Mundo virtual

 

Os ‘ólogos’ de plantão (psicólogos, antropólogos etc.) aprofundam-se nos aspectos comportamentais do uso das redes sociais.

Independente das críticas abordando os malefícios da convivência virtual, nós os mais experientes sentimos o prazer que temos em ver que estas redes acabaram com o grande mal da solidão.

È claro que encontros pessoais não sumiram das nossas rotinas. Mas através dos amigos virtuais, uma gama maravilhosa de emoções nos leva a sentir que estamos participando efetivamente da ciranda da vida.

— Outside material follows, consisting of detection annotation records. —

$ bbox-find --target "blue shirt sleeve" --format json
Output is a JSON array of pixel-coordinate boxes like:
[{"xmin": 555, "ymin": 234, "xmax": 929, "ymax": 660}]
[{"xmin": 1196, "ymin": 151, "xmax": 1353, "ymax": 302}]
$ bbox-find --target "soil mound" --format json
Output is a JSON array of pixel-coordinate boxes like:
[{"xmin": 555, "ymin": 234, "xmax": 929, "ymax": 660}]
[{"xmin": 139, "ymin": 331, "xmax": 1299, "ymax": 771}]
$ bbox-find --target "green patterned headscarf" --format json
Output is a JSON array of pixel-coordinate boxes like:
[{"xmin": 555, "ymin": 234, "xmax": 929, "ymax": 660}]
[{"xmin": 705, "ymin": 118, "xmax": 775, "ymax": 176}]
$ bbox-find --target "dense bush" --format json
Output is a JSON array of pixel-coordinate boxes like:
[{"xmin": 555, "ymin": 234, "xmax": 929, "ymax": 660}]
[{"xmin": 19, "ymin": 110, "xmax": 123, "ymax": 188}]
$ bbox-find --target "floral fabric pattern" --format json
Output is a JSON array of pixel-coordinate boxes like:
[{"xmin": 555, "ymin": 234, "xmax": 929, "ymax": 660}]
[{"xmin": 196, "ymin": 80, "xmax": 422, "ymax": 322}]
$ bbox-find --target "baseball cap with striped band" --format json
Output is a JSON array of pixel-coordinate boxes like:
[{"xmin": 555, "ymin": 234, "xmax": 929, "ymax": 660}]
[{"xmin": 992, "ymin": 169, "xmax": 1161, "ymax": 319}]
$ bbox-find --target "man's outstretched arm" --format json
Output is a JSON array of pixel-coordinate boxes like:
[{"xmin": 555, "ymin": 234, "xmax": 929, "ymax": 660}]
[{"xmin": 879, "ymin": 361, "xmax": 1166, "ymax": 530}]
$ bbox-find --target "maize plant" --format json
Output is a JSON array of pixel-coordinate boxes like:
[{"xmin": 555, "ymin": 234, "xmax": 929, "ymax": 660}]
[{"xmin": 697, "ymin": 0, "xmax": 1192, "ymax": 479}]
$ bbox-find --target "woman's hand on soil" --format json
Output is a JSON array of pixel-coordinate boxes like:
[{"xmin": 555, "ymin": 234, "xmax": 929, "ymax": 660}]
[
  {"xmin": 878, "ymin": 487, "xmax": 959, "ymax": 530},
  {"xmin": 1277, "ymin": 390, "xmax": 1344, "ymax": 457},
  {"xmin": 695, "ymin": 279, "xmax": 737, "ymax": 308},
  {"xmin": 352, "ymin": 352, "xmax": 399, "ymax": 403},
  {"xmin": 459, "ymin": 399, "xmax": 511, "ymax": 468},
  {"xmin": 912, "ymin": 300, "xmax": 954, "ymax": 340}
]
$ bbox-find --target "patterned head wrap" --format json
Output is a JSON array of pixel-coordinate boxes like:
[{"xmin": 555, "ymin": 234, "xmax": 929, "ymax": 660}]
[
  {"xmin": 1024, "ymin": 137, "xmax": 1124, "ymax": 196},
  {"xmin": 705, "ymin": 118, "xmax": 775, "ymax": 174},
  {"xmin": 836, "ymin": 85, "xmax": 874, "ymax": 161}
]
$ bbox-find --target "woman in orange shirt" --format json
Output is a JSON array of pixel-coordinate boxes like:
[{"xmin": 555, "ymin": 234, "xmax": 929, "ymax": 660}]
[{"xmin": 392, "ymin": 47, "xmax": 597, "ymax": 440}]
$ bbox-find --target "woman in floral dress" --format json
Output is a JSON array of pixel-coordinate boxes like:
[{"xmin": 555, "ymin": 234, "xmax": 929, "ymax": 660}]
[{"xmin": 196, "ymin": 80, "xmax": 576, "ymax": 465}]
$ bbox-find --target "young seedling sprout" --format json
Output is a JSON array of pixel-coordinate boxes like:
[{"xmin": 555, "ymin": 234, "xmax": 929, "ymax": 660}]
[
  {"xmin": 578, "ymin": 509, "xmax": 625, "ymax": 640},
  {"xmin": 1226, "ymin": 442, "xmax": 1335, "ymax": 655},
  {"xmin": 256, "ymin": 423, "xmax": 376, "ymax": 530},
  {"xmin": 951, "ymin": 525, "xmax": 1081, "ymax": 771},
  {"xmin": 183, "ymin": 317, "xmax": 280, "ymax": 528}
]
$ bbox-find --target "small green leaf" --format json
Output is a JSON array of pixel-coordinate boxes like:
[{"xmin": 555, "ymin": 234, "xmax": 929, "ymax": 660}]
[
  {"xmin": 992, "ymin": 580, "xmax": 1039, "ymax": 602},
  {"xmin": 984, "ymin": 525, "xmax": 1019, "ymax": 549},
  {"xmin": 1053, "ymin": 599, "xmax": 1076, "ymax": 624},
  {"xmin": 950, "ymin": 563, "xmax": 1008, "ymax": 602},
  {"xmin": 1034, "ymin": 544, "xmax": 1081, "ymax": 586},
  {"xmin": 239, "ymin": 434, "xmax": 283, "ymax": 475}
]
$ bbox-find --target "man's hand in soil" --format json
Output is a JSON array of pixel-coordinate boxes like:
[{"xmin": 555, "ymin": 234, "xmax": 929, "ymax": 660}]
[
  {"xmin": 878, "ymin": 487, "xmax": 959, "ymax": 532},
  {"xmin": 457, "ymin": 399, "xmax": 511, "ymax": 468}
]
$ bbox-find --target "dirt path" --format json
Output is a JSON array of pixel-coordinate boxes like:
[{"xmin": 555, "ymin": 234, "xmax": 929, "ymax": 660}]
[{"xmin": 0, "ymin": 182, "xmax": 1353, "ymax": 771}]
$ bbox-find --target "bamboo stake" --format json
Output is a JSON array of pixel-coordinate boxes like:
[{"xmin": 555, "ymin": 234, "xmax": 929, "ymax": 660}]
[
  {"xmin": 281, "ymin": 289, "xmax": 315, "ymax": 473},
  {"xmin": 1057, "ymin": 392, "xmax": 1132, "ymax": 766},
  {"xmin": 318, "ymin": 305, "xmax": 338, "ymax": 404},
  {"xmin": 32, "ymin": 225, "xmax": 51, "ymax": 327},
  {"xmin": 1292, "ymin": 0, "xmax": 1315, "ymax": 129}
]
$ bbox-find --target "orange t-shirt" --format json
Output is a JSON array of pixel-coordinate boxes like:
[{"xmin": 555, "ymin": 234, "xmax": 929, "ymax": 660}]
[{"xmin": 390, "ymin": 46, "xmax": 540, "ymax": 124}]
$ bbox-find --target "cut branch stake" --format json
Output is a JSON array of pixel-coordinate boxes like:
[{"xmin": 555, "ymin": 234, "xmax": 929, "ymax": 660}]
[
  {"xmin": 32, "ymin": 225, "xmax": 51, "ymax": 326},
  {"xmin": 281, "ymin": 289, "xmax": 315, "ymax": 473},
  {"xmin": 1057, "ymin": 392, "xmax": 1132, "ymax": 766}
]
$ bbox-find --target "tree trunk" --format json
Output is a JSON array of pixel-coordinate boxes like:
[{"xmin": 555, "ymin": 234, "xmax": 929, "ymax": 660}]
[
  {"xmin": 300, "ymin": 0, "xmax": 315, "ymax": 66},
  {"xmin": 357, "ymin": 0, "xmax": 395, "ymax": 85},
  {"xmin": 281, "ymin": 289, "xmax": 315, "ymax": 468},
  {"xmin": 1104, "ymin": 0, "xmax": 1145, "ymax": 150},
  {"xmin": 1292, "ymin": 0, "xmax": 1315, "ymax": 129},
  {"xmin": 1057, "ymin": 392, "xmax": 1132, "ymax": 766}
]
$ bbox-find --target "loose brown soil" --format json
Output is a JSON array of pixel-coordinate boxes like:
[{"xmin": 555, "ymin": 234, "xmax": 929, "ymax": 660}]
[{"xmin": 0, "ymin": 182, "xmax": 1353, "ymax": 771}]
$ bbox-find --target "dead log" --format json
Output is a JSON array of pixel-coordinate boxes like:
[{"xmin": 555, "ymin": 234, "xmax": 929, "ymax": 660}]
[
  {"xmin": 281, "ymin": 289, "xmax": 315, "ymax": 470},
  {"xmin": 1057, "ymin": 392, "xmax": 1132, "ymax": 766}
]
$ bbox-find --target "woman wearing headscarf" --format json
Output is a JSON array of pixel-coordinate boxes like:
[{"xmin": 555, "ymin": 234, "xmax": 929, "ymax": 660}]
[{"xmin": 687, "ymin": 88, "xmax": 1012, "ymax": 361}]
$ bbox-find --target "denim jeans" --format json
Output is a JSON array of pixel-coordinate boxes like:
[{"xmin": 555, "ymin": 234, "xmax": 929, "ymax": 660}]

Pelas postagens, descobrimos as características e os interesses de novos amigos invisíveis e é muito rica a diversificação de sensações provocadas na telinha. Quem já não se pegou gargalhando sozinho diante de uma bobagem postada por um amigo virtual? Cá entre nós, muito melhor rir sozinho on line do que aguentar lamúrias ao vivo.

Muitos provocam o despertar de “Tico e Teco” com frases soltas ao vento, mas que caem como luva naquele momento e como ajudam!

Correntes de solidariedade são formadas em momentos críticos de nossas vidas, e da telinha chegam abraços que nos acalentam, vindos de pessoas desconhecidas, mas envolvidas no amor fraternal. Isso é lindo!!!

E nos aniversários então? Nossas páginas se enchem de flores, bolos, champagne. Mesmo sem cheiro e nem sabor, a nossa alma que também não é matéria, se enche de alegria e esperança de que os votos sempre otimistas se tornem realidade na nova idade que chegou. Uns nos pegam imaginariamente pelas mãos e nos levam a apreciar obras de arte. Outros nos carregam para um lugar deslumbrante que nem sabíamos existir.

Foto: Divulgação

Sentados em frente aos nossos micros o entusiasmo juvenil vem à tona quando participando dos problemas que assolam o nosso País, temos a pretensão de que estamos somando forças.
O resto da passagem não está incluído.